8180. V. Die verminderingen zijn ook het gevolg van de door u gemaakte inrichtingen, waardoor de menschen in staat gesteld zijn om meer te produceeren?
A Ja, zij moeten misschien wat harder werken en wat meer beweging maken; maar zij kunnen meer produceeren.
8181. V. Maar voor hetzelfde loon?
A. Ja.
8182. V. Dus uw productie vermeerdert, zij werken harder en zij werken meer, maar het loon blijft hetzelfde?
A. Jawel, en wij verkoopen voor de helff van vroeger, zoodat wij er ten slotte nog nadeel van hebben.
8183. V. Maar voor zoover het mogelijk is verhaalt gij dat nadeel op het dagelijksch bestaan van den ouvrier?
A. Ja, doch dat wischt het verschil niet uit.
8184. V. Neen, maar zoover het maar gaan kan wordt het door u beproefd. Zijt gij op de hoogte van de biscuitovens?
A. Dat behoort tot het departement van mijn broeder Louis.
8185. V. Maar gij hebt toch ook ovens onder uw beheer?
A. Alleen gewone glasovens.
8186. V. Welke arbeid wordt daarbij gevorderd?

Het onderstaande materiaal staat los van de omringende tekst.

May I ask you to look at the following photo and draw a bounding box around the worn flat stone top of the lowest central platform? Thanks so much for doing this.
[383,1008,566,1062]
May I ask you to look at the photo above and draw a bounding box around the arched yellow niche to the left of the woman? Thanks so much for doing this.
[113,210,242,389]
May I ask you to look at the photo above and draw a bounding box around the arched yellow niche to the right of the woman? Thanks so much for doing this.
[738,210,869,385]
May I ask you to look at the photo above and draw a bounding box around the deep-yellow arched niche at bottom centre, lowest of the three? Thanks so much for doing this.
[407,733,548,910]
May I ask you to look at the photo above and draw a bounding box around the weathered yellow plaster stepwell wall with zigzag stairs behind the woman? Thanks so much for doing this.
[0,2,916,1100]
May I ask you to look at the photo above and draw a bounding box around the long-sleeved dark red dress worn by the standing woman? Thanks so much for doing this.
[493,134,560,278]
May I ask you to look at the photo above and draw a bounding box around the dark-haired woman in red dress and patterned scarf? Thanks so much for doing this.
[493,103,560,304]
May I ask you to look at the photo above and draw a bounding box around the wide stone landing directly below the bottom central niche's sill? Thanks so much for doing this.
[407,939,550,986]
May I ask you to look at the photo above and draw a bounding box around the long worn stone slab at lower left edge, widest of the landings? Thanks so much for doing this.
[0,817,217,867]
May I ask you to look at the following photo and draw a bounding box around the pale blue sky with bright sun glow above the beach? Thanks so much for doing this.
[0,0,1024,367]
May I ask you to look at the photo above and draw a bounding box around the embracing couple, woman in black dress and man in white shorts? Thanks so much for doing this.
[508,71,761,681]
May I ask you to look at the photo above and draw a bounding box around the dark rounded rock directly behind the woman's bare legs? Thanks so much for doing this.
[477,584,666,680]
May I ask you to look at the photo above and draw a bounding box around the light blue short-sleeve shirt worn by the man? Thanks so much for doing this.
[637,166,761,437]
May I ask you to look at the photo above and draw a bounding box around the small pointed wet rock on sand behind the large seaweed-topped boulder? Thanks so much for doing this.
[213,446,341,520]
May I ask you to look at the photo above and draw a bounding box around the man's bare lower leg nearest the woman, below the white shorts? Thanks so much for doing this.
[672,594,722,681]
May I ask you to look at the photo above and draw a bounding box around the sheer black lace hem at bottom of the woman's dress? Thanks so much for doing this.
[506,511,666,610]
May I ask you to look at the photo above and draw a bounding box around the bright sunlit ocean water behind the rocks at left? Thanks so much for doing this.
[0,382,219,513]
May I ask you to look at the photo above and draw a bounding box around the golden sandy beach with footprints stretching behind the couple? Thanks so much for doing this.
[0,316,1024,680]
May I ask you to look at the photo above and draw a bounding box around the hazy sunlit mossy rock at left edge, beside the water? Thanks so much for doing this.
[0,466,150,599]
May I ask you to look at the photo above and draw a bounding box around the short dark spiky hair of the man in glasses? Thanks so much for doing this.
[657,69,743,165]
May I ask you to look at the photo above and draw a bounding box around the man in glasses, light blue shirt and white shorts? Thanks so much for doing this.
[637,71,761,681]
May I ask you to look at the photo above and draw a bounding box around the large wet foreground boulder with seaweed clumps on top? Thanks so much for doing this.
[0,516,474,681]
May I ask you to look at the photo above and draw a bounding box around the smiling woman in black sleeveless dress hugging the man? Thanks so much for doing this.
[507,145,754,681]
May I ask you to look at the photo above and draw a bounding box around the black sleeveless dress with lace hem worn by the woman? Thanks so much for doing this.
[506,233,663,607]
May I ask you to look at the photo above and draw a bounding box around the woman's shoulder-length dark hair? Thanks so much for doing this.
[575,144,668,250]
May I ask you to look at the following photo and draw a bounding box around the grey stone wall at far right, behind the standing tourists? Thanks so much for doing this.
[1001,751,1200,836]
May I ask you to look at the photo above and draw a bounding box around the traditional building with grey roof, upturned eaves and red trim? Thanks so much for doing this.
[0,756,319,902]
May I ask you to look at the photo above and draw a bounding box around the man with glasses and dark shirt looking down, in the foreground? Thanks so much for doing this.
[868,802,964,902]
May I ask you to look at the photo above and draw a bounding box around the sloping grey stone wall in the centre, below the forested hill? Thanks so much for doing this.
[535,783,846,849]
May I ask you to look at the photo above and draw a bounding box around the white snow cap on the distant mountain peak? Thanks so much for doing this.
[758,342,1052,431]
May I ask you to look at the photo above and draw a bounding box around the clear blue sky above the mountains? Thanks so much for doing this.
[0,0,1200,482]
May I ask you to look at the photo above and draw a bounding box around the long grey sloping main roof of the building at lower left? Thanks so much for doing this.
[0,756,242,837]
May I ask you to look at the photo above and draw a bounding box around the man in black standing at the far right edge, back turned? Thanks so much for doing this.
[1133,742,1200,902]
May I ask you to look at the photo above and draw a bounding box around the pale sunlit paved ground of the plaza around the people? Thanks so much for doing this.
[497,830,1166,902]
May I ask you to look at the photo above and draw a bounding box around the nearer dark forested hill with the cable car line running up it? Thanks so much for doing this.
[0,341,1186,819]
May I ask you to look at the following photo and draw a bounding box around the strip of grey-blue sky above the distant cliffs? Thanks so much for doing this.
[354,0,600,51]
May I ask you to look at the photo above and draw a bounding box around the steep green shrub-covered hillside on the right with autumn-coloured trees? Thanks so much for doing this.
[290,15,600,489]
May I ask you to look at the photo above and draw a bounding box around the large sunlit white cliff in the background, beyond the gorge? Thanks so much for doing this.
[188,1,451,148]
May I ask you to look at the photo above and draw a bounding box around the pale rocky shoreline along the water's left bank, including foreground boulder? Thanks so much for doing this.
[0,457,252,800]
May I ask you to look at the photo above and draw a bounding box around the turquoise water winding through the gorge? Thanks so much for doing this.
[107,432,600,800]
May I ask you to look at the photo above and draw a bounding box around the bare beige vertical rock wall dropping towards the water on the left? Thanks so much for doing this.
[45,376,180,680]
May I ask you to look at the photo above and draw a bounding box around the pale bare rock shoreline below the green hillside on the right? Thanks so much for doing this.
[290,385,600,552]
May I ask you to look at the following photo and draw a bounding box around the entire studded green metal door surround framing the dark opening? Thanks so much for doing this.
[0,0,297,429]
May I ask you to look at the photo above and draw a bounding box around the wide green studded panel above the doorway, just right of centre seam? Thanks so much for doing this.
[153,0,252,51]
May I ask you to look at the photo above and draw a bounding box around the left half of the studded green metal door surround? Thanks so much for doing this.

A. Meent gij de zwaarte van het werk, bij het inzetten van de glaspotten en op de hitte waaraan de menschen zich moeten blootstellen?
8187. V. Die werkzaamheden zijn niet dezelfde als bij de biscuitovens?
A. Neen.
8188. V. De heer Ruys van Beerenbroek: Toen ik met de heeren Beelaerts van Blokland en Bekaar de fabriek heb bezocht en speciaal een morgen doorbracht in de glasafdeeling van de fabriek, hebben wij vele dingen gezien, waaromtrent ik gaarne nog eenige inlichtingen zou wenschen te bekomen. Wij zijn in de eerste plaats, begonnen met de glasovens, waarmede de grondstoffen bewerkt worden. In de kelders wordt nogal stof ontwikkeld; is de toestand daar verbeterd sedert vroeger?
A. Zeer veel, in die kelders was geen lucht, wij hebben groote ramen laten maken zoodat er thans een goede ventilatie is.
8189. V. Wordt' de stof, die daar verwerkt wordt, hinderlijk, zoodat het noodig zou zijn aan de arbeiders contrerespirators te geven, zooals dat in de afdeeling aardewerk beproefd is?
A. Ik geloof dat het goed zou zijn, als de werklieden ze in gebruik wilden nemen.
8190. V. Hebt gij eene proef genomen, of is dat niet gebeurd, nadat gij ondervinding hadt opgedaan in de andere afdeeling?
A. Neen, dat is niet gebeurd, men kon echter wel vragen of zij respirators willen hebben.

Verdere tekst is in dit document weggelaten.